Ainda não foram estabelecidas “pontes” com os bancos portugueses, confirma Daniel van Delft, embora estes estejam “envolvidos nestas discussões, indiretamente, através da SIBS”, da qual são acionistas. Mas um dos principais bancos portugueses, o Novo Banco (que também é acionista da gestora do Multibanco e do MBWay), está prestes a concretizar a passagem para o controlo dos franceses do BPCE – e esses são um dos 14 grandes grupos bancários europeus que estão a lançar o Wero.
Assumindo que, nesta fase, o Wero está a competir com a parceria de que faz parte a SIBS (a EuroPA), cria-se, aqui, um cenário constrangedor? Ou, mesmo, um conflito de interesses? “Pelo contrário, pode ser uma grande oportunidade“, defende o COO do Wero.
“Penso que pode ser uma oportunidade porque acredito que o BPCE irá influenciar a SIBS no sentido de entrar em negociações connosco – porque, como dizia, se os nossos acionistas se unirem isso só irá trazer vantagens para todos”, afirma Daniel van Delft.
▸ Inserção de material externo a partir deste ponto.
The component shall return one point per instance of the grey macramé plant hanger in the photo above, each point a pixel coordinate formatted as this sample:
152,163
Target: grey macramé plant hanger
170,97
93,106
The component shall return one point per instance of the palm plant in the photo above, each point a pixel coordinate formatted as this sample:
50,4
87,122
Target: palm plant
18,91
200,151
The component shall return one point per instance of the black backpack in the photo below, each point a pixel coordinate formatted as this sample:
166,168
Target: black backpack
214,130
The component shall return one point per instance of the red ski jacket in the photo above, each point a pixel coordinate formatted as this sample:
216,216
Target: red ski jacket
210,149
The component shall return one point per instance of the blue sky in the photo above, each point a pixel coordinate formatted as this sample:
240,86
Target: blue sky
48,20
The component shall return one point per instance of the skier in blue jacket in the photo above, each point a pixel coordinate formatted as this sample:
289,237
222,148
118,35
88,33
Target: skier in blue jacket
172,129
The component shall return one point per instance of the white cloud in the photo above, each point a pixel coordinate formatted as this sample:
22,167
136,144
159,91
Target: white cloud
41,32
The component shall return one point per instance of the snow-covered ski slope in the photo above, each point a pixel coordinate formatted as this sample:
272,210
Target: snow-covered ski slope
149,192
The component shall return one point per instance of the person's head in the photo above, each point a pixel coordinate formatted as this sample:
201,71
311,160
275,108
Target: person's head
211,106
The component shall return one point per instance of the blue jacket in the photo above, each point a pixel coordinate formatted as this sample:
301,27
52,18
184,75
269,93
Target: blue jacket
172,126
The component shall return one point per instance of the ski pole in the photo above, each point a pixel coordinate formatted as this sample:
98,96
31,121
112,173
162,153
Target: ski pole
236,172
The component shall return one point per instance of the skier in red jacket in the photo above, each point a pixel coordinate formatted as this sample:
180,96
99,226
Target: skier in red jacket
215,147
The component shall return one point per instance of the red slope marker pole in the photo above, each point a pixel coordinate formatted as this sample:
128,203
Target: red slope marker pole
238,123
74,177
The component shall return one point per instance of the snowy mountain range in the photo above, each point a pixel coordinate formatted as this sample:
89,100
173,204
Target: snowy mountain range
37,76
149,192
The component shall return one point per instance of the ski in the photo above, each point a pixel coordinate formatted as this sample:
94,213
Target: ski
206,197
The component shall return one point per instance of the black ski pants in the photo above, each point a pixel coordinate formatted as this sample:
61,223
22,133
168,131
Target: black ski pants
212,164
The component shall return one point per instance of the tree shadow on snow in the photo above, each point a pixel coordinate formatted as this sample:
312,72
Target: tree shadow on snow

Noutros países, como na Alemanha e em França, as plataformas nacionais “tiveram a coragem de dar o passo de submeter o seu esquema ao Wero”, diz Daniel van Delft. Mas estaria a SIBS, há poucos anos multada pela Autoridade da Concorrência por abuso de posição dominante no mercado português, disponível para aceitar diluir a posição que conquistou com o MBWay? Dando a entender que a SIBS poderia abdicar do MBWay e, mesmo assim, sobreviver graças a outras fontes de receita, o COO do Wero responde com uma pergunta: “Mas a SIBS é mais do que o MBWay, não é? Também são uma emissora de cartões…”.
Entre o Wero, que nasceu no centro europeu, o EuroPA, formado pelos países do sul, e o esquema Vipps, dos países nórdicos, Daniel van Delft recusa a ideia de uma luta fraterna. “No final de contas, é quase irrelevante qual é a marca que as pessoas usam, o que importa é que seja possível pagar no contexto europeu – mas a nossa ambição é que no futuro todos [os europeus] venhamos a pagar com o Wero“, diz o responsável, pedindo que nunca nos esqueçamos quem é o “inimigo”.
“O inimigo”, reforça, são as empresas internacionais de cartões – que é como quem diz as norte-americanas Visa e Mastercard. E porque é que são “o inimigo”? “Bem, dou-lhe um exemplo, desde o momento em que a Visa Europe foi absorvida pela Visa Inc., em 2016, as taxas cobradas aos bancos e aos comerciantes aumentaram cerca de 80% – esse dado mostra a necessidade que os comerciantes sentiram de mudar rapidamente”, responde Daniel van Delft.
BCE avança no “euro digital”, que pode começar a ser emitido a partir de 2029
E o “euro digital“, que o Banco Central Europeu (BCE) confirmou no final de outubro que deverá chegar ao terreno em 2029? Será esse, também, um inimigo? Daniel van Delft recorda que, na última semana, a European Payments Initiative (EPI) – a dona do Wero – enviou uma carta aberta aos responsáveis europeus pedindo-lhes que repensem a intenção de lançar o “euro digital“.
Nessa carta, os 14 bancos que integram a EPI avisam que o euro digital não irá criar um valor claro para os consumidores e que arrisca dar a empresas como a Apple (Pay), a Paypal e a chinesa Alipay ainda mais poder – e não menos. Os bancos defendem, também, que o euro digital que o BCE quer lançar irá sobrepor-se, de forma redundante, à infraestrutura que já foi criada (a SEPA, na vertente instant payments) e, além disso, não chegará antes de 2029, um calendário muito distante mesmo que se acredite que será possível cumprir.
Daniel van Delft diz ter muitas dúvidas sobre se o euro digital irá tornar-se uma realidade em 2029. “Parece-me um objetivo muito ambicioso mas acredito que irá acabar por haver uma forma de ‘euro digital’ – irá, porém, ser algo que será disponibilizado em articulação com aquilo que nós oferecemos com o Wero”, antevê o holandês, assinalando que “seria uma pena que tivéssemos de competir com o euro digital, tendo em conta que o verdadeiro inimigo são os esquemas internacionais baseados em cartões e as grandes tecnológicas”.